# How to Make Many Copies of a Specific DNA Segment

> This patent describes the fundamental three-step process for making millions of copies of a specific piece of DNA using short starter molecules and an enzyme, a technique known as Polymerase Chain Reaction (PCR).

- **Patent:** US 4683202
- **Original title:** Process for amplifying nucleic acid sequences
- **Owner:** Cetus Corp
- **Granted:** 1987
- **Status:** Public domain (expired)
- **Times cited:** 7,558
- **Field:** biotech, pharmaceutical, diagnostics, gene_editing, research_tools, forensic_science

## What it does

This patent details a process to amplify, or make many copies of, a specific nucleic acid sequence. First, two short DNA pieces called "oligonucleotide primers" attach to opposite ends of the target DNA (Claim 1a). An enzyme then builds new DNA strands starting from these primers, creating "extension products." Next, these newly made DNA strands are separated from their original templates, often by heating (Claim 1b, 3, 4). Finally, the separated single strands are again treated with the same primers and enzyme to build more new strands (Claim 1c). This cycle of separating and rebuilding is repeated multiple times (Claim 2), creating an exponentially increasing number of copies of the target DNA. For example, if you wanted to copy a specific gene from a human DNA sample, you would design primers that match the beginning and end of that gene, then run these cycles to produce millions of copies.

## What it does NOT cover

- Does not cover methods that amplify DNA without using two distinct oligonucleotide primers for each strand of the target sequence.
- Does not cover amplification processes that do not involve separating the primer extension products from their templates.
- Does not cover methods where the extension product synthesized from one primer cannot serve as a template for the synthesis of the other primer's extension product.
- Does not cover amplification techniques that do not repeat the separation and extension steps at least once.
- Does not cover direct amplification of RNA without an initial reverse transcription step to convert it to DNA, even though reverse transcriptase is mentioned as an enzyme option for RNA templates (Claim 7).

## The clever bit

The novelty lies in the cyclical nature of the process: using two primers that define the boundaries of a target sequence, repeatedly separating DNA strands, and then synthesizing new strands from those separated templates. This clever repetition leads to an exponential increase in the target DNA, making it detectable and usable from minute starting amounts.

## Real-world examples

1. COVID-19 diagnostic tests
2. Forensic DNA fingerprinting
3. Paternity testing
4. Genetic disease screening
5. Gene cloning
6. Archaeological DNA analysis

## Why it matters

This patent covers the foundational method for Polymerase Chain Reaction (PCR), a technique that revolutionized molecular biology and biotechnology. PCR allows scientists to quickly make millions of copies of a specific DNA segment from a tiny sample. This capability is essential for genetic research, disease diagnosis, forensic science, and countless other applications, making it one of the most impactful scientific inventions of the 20th century.

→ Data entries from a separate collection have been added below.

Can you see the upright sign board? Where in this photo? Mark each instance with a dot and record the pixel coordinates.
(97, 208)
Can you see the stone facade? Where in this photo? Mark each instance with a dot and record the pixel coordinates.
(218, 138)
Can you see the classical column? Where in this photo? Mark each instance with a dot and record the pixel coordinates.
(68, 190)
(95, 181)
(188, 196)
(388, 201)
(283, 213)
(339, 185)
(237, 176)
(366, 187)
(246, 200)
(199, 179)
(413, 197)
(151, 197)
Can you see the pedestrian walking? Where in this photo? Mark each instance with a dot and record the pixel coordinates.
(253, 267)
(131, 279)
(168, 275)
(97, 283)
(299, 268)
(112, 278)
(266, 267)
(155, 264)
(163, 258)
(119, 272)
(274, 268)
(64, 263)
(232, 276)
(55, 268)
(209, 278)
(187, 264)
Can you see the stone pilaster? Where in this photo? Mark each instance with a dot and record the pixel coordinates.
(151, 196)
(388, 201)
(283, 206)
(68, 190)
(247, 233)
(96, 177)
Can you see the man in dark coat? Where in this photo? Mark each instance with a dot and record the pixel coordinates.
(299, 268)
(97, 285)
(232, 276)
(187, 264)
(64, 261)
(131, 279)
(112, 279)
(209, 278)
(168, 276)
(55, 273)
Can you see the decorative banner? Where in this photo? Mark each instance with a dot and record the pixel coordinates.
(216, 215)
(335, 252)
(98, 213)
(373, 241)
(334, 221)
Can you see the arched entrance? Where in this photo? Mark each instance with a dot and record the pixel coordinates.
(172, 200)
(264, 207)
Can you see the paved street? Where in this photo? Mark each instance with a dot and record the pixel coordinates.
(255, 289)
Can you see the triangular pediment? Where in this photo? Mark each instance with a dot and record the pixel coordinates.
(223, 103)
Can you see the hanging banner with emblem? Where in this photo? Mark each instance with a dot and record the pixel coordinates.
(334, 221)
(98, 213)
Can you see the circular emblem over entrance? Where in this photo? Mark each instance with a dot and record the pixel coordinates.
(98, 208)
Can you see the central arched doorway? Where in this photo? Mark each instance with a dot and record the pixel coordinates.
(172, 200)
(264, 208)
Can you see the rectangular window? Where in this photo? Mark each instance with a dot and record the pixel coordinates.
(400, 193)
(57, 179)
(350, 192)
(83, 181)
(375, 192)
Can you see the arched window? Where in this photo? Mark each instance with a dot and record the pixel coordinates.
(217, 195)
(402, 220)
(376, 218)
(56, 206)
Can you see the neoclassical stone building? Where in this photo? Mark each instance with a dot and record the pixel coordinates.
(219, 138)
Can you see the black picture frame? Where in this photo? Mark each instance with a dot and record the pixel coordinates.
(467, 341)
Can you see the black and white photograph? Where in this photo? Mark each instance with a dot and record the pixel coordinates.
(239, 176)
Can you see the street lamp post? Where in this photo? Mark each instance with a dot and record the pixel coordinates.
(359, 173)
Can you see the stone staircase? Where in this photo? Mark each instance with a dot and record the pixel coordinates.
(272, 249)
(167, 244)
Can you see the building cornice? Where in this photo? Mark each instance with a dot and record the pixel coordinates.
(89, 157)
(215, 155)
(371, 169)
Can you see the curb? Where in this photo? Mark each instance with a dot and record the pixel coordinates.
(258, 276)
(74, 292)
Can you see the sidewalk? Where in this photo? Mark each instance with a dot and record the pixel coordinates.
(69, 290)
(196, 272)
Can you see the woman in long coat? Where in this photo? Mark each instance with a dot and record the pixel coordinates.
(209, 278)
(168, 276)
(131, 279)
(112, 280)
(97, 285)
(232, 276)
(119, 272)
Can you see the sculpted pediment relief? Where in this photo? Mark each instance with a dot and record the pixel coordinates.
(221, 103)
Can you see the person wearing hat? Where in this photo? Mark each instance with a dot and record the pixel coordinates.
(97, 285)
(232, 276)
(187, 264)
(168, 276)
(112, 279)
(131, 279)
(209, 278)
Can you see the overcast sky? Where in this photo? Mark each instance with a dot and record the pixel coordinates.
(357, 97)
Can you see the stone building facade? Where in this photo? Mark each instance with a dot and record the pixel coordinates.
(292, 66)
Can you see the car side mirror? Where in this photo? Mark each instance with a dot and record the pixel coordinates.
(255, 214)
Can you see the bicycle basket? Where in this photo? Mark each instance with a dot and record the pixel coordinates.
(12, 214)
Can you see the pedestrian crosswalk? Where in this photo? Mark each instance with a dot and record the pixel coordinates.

## Frequently asked questions

### What does How to Make Many Copies of a Specific DNA Segment cover?

This patent describes the fundamental three-step process for making millions of copies of a specific piece of DNA using short starter molecules and an enzyme, a technique known as Polymerase Chain Reaction (PCR).

### Who owns patent US 4683202?

Cetus Corp owns this patent, granted in 1987.

### When does this patent expire?

This patent has expired and is now in the public domain — anyone can use the invention freely.

### What is patent US 4683202 cited by?

This patent has been cited by 7558 later patents that build on its ideas.

### What problem does this patent solve?

This patent covers the foundational method for Polymerase Chain Reaction (PCR), a technique that revolutionized molecular biology and biotechnology. PCR allows scientists to quickly make millions of copies of a specific DNA segment from a tiny sample. This capability is essential for genetic research, disease diagnosis, forensic science, and countless other applications, making it one of the most impactful scientific inventions of the 20th century.

### What does this patent NOT cover?

Does not cover methods that amplify DNA without using two distinct oligonucleotide primers for each strand of the target sequence.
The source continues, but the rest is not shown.